# Tourist Visa for China



## pagbati (Apr 9, 2014)

My wife and I are UK and German passport holders. Currently living in the Philippines, we want to travel to mainland China (not Hong Kong) for a 3-4 weeks holiday. I’ve checked the Chinese Embassy website, carried out a search on the forum and read quite a few posts but I still can’t establish how long we’re allowed to stay in China for on a tourist visa. We do not require a multiple entry visa.

We prefer travelling under our own steam rather than with an organised group tour. Is this possible? If so, does one have to show an itinerary with hotel bookings for the whole period? All that pre-booking malarky kind of takes the fun out of travelling for us. If this is the case, is there a way around it? Any advice/ guidance on this matter would be appreciated.
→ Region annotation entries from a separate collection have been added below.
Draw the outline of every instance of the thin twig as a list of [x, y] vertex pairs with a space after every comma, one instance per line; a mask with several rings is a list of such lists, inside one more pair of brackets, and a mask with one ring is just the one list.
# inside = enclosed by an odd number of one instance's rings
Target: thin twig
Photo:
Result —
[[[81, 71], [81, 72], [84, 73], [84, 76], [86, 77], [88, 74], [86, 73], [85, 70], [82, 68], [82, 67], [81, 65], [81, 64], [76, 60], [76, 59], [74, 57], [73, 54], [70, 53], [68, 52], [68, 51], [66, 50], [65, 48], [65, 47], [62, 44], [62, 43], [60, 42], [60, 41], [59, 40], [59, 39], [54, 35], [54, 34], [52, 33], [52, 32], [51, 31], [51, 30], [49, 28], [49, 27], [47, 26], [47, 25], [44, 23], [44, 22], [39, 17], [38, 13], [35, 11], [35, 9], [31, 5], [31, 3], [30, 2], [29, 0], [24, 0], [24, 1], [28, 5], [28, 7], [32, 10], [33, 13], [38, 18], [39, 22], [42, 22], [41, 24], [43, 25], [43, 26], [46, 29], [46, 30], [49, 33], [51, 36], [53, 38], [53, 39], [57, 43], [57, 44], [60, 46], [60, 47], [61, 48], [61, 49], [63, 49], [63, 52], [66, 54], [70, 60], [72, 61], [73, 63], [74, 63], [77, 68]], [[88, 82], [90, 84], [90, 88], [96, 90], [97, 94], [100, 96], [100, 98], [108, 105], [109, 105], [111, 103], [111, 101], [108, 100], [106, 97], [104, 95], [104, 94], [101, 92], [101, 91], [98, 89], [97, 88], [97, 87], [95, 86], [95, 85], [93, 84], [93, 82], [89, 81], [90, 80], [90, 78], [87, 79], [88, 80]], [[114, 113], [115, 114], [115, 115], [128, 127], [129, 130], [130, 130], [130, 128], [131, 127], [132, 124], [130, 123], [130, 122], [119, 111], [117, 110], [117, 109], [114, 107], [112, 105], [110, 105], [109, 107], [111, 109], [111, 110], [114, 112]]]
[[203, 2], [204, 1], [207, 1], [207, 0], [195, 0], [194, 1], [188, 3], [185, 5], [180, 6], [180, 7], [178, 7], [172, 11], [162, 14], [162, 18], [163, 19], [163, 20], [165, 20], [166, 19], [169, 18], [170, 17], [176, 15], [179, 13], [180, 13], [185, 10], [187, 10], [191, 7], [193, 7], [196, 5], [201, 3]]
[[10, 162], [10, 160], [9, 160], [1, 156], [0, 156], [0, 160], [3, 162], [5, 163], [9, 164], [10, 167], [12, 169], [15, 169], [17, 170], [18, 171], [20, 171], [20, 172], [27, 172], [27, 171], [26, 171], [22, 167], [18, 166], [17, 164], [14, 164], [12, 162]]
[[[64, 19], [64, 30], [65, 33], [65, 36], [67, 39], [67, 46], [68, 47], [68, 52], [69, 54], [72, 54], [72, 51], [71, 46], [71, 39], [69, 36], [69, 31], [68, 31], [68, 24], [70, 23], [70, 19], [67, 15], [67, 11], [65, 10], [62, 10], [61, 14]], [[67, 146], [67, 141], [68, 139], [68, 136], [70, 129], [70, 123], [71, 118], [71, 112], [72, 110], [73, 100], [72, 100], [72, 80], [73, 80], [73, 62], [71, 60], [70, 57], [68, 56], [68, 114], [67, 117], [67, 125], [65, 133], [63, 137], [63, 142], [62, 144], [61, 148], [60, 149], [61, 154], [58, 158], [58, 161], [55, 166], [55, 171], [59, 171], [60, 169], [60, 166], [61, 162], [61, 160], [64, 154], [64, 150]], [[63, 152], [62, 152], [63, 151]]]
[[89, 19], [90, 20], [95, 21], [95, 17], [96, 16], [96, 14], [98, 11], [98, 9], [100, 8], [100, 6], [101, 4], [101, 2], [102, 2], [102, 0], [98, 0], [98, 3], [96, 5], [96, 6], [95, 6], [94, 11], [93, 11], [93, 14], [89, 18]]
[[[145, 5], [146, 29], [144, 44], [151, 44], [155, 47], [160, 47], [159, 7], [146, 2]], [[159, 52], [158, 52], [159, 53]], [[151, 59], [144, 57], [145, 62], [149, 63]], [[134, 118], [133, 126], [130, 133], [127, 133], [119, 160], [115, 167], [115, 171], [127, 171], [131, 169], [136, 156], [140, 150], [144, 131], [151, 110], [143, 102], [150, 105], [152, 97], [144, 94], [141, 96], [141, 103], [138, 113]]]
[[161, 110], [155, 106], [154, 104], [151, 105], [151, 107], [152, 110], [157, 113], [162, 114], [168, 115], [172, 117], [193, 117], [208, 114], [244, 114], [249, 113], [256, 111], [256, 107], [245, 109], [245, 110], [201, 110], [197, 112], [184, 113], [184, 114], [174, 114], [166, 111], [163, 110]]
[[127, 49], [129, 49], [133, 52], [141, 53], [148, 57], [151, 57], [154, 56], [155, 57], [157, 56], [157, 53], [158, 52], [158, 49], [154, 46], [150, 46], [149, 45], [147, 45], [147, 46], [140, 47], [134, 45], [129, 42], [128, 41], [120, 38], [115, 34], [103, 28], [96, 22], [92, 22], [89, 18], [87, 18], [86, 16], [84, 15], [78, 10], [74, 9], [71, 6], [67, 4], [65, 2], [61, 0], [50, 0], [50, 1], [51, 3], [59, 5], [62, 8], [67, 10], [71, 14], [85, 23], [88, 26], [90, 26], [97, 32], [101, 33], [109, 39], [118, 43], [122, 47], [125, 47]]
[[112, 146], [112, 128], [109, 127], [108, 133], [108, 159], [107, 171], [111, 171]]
Thanks.


----------



## Golo (Apr 15, 2011)

Hi
We have just come back from a trip to Guilin, I required a visa but my wife didn't she is from HK, it was for 30 days. I'm no expert but you may have trouble if not with a tour group, China is strict.


----------



## pagbati (Apr 9, 2014)

Golo said:


> Hi
> We have just come back from a trip to Guilin, I required a visa but my wife didn't she is from HK, it was for 30 days. I'm no expert but you may have trouble if not with a tour group, China is strict.


Golo, thanks for that. I’ve been doing a little online research since my original post and from what I can gather, there are quite a few travellers suggesting that they travelled without a group. I’m also coming up with a 30-day visa. Looks like further research is required.


----------